AI deployments across industries

These AI deployments demonstrate that businesses across industries can maximise their AI investment and improve customer perception:

ABB Ability Ellipse platform: The ABB Ability Ellipse platform with AI optimises asset management across the enterprise. It has alerts to detect anomalies to minimise maintenance costs across the enterprise.

Aylesbury Vale Disctict Council: The Aylesbury Vale District Council has used AI in its residents' services team to save costs. It developed and launched a 'skill' in Amazon Echo's Alexa to access its services, working with suppliers including Amazon itself to ensure the skill fit in the Alexa skill set family. Its service team's response rate improved by 50 percent with 90-percent accuracy, reducing costs from £2.20 to £0.10 to £0.12 per query.

Ebay: eBay acquired Expertmaker for its AI platform for optimization and automation. It expects to apply the technology across its platform, to improve shipping and delivery times, pricing, and improve customer trust.

KLM Dutch Airlines: KLM Dutch Airlines uses AI for social media management. It adds automated answers to general questions from customers without the need for an intervention of a human service agent. Over 50 percent of its 130,000 social media mentions are handled with 95-percent accuracy. The AI system learns from the service agent's actions and gets smarter over time.

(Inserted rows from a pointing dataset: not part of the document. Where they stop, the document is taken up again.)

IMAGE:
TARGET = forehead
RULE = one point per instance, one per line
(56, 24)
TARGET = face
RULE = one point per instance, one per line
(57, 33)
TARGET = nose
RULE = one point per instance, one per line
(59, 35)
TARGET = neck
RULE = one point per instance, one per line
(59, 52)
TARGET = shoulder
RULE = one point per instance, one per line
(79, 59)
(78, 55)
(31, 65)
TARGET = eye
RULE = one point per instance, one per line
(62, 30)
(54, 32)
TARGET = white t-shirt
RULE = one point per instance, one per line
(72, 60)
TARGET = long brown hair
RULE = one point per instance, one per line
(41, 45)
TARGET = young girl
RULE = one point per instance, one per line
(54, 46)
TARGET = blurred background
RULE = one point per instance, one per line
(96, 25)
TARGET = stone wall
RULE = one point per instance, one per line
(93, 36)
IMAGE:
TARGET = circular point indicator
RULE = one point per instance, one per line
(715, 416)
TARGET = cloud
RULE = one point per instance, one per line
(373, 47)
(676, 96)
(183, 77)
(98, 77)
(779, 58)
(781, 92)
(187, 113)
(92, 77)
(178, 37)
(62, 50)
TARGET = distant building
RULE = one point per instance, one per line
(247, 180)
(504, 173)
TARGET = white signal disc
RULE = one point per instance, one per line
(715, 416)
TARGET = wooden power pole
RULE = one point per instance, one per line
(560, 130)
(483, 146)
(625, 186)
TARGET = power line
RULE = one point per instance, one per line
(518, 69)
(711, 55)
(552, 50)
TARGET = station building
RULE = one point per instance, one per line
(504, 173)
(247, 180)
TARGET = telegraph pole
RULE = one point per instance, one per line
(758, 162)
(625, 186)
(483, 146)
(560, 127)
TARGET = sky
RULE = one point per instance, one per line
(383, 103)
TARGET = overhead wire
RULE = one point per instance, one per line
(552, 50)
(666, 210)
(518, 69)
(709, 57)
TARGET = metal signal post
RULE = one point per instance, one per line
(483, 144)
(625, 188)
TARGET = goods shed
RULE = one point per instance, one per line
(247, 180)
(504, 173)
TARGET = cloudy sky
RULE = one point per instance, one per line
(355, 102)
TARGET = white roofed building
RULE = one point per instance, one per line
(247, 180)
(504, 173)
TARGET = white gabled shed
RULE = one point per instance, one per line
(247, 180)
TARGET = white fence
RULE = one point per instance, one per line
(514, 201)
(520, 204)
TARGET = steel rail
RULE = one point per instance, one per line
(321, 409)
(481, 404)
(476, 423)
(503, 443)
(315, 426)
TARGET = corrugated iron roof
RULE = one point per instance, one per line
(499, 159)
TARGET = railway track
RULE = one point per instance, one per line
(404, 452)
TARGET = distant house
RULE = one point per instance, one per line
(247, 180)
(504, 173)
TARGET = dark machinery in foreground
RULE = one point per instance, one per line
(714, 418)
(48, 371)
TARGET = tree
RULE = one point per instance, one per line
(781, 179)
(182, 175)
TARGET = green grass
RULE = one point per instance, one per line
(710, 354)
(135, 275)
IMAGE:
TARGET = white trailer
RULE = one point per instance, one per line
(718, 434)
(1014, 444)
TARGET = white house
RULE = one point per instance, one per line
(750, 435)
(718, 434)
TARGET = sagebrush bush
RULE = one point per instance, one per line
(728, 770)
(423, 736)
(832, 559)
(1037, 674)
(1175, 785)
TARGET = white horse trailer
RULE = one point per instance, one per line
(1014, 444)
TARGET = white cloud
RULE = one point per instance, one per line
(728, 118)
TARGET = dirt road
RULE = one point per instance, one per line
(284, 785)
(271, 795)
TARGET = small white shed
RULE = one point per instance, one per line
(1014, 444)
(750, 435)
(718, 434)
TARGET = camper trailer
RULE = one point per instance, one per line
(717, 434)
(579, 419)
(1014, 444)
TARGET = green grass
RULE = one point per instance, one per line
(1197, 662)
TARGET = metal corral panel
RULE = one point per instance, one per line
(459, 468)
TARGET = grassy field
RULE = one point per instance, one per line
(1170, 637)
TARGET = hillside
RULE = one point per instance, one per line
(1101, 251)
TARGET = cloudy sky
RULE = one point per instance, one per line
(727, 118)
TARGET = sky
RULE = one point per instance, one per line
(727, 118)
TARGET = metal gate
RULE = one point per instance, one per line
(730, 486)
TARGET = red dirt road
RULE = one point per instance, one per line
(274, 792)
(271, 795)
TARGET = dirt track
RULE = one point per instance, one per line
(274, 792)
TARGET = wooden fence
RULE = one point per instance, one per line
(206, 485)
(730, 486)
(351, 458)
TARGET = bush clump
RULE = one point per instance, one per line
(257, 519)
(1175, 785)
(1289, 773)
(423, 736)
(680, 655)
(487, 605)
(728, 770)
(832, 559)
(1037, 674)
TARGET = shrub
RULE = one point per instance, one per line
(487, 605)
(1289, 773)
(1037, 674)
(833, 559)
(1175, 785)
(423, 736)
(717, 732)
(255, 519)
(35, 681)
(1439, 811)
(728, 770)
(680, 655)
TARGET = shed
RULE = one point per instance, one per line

IBM and Local Motors: Local Motors co-c reated and produced a vehicle, Olli, enhanced by IBM's Watson Natural Language API and Internet of Things (IoT) for Automotive. Olli converses with passengers using natural language, taking them to requested destinations, providing recommendations on where to go, and answering questions about the vehicle, the journey, and the surrounding environment.

Lufthansa: Lufthansa uses AI to personalise customer experiences. It uses machine learning to personalise offers such as lounge access to people who have connecting flights. If customers do not accept the offer, after repeated notifications, Lufthansa changes its algorithm to improve the customer experience.

Magoosh: Tools for student tests provider Magoosh added AI to its Zendesk agent interface to increase efficiency for community support and its distributed teams of remote tutors. Over 83 percent of tickets are supported by AI, which provides 92 percent accuracy in tagging predictions.

Toyota: At CeMat 2018, Toyota envisaged how its horizontal transporters might communicate directly with high-level machines using AI. Its idea is that all movement should be optimised, with exactly the right type of handling machines being deployed for each task, passing loads between machines as required.

TravelBird: TravelBird used AI to manage incoming customer enquiries. After three months, it could cover over 65 percent of the 900,000 incoming queries. Pre-filling accuracy by the AI reached 95 percent, and customer satisfaction score reached 90 percent, while average handling time went down by 30 percent.